VAP, ventilator-associated pneumonia; CAP, community-acquired pneumonia; AP, Aspiration pneumonia and NV-ICU-P, Non ventilator ICU-acquired pneumonia, ND; not determined.

By comparing the frequency of anti-AAM antibodies in acute phase pneumonia sera and control sera, our results revealed that antibodies (IgG or IgM, or both) to A. felis, A. felis genospecies A, Afipia genospecies 1, Afipia genospecies 3, B. eneae, B. massiliensis, B. vestrisii, B. thiooxidans, M. amorphae, N. oligomobilis, Rasbo bacterium, C. pneumoniae, P. acanthamoeba BN9 were found more frequent in sera from the acute-phase of pneumonia than in control sera (Table 1). However, statistical analysis showed that only the frequency of anti- M. amorphae IgM antibodies was statistically significant (p = 0.05). Anti-microbial antibodies to A. birgiae, A. broomeae, Afipia genospecies 2, A. massiliae, A. saintantoinensis, A. caulinodans, A. quartiernordensis, B. japonicum and B. liaoningense were commonly detected at nearly the same prevalence in controls as well as in pneumonia sera (Table 1).

Prevalence of Anti-AAMs Antibodies in Control Sera Versus the Convalescent Phase Sera

Immune reactivity may be latent and antibodies to AAMs may not be detected in the acute phase of pneumonia.
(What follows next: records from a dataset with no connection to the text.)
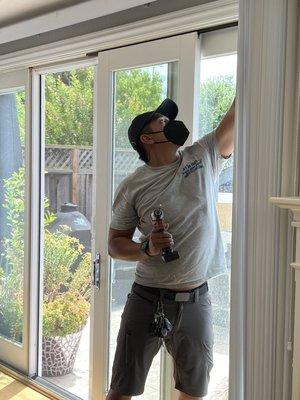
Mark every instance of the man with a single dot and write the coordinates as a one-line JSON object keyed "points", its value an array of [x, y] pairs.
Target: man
{"points": [[184, 184]]}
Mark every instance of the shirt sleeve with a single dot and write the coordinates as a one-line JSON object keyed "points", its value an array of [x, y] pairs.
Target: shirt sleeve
{"points": [[124, 215], [209, 143]]}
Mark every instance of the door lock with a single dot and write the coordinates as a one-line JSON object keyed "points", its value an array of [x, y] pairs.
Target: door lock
{"points": [[96, 272]]}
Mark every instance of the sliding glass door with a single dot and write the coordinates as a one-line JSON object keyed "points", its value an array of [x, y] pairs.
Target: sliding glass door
{"points": [[216, 92], [67, 207], [79, 153], [133, 80]]}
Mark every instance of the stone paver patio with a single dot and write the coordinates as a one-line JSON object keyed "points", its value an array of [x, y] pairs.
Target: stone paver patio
{"points": [[77, 382]]}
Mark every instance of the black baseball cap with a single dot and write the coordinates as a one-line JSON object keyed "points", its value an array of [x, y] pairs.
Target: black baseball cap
{"points": [[168, 108]]}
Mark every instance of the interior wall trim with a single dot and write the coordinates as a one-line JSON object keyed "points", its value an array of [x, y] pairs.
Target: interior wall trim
{"points": [[190, 19]]}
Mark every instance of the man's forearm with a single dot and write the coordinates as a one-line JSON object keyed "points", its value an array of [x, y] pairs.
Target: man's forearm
{"points": [[123, 248]]}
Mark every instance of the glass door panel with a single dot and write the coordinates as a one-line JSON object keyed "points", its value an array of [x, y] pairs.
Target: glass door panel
{"points": [[67, 157], [217, 91], [14, 226], [150, 86], [132, 80], [12, 202]]}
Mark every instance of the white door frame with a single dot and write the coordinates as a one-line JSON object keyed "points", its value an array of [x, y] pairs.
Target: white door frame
{"points": [[12, 353], [184, 49]]}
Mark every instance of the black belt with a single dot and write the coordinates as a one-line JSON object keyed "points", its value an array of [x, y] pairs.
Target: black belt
{"points": [[153, 294]]}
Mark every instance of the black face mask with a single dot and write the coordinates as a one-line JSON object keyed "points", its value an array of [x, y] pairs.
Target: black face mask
{"points": [[175, 131]]}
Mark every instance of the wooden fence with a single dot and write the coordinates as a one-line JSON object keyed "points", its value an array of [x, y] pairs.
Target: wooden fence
{"points": [[69, 174]]}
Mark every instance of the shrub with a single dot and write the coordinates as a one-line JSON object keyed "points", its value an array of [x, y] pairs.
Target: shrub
{"points": [[66, 294]]}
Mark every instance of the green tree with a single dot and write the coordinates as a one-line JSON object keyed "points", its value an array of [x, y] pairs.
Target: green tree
{"points": [[137, 90], [216, 96], [69, 107]]}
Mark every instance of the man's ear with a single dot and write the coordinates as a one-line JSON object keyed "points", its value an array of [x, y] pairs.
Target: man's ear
{"points": [[144, 139]]}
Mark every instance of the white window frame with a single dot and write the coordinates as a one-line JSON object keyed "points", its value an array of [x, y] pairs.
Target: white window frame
{"points": [[11, 352]]}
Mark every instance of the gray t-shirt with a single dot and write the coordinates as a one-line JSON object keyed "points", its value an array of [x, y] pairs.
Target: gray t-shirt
{"points": [[187, 191]]}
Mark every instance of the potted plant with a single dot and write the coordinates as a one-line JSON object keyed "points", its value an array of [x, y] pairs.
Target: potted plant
{"points": [[66, 293]]}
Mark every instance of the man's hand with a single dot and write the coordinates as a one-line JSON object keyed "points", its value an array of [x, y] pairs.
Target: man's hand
{"points": [[159, 238]]}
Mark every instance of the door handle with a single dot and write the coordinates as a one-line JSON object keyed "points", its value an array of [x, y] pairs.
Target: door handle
{"points": [[96, 272]]}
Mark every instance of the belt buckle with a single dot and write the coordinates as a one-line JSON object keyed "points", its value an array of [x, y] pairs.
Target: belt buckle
{"points": [[182, 296]]}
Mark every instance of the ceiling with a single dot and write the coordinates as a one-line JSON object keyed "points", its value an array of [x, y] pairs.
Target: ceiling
{"points": [[12, 11]]}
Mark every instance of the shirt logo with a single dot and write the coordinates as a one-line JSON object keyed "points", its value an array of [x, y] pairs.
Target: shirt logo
{"points": [[191, 167]]}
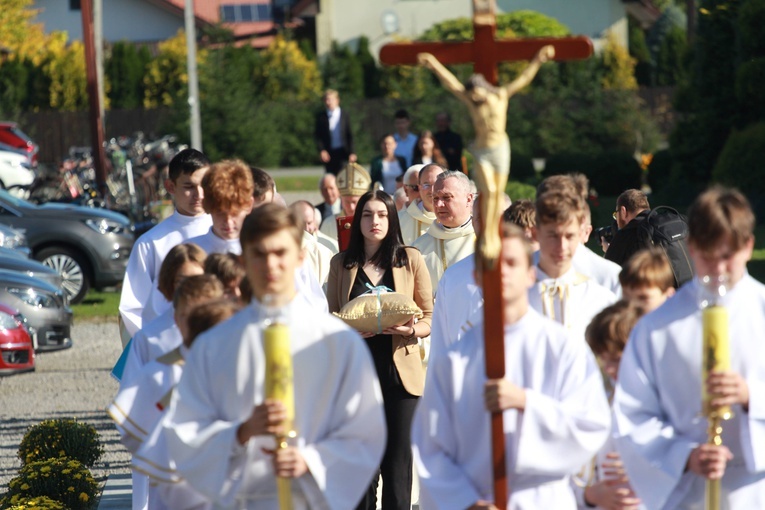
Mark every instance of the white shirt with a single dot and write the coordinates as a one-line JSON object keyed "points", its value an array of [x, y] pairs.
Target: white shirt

Thus, in order to study a probable association between anti-AAM antibodies and HAP, we compared the anti-AAM antibody frequency of the admission sera (controls) to that of sera from convalescent patients after an episode of HAP. Our results show that antibodies to five AAMs and to one non-amoeba water bacterium were significantly more frequently found found in the convalescent-phase sera after HAP episode compared to the admission sera (Table 3). An IgG antibody response was more frequently detected against A. felis genospecies A, Afipia genospecies 3 and P. acanthamoebae BN9 in the convalescent phase sera compared to the admission sera (p = 0.05, p = 0.03 and p = 0.03, respectively).Similarly, serum from the convalescent phase were significantly more frequently exhibited an IgM response against B. eneae and M. amorphae compared to the admission sera (p = 0.01 and p = 0.02, respectively) (Table 3).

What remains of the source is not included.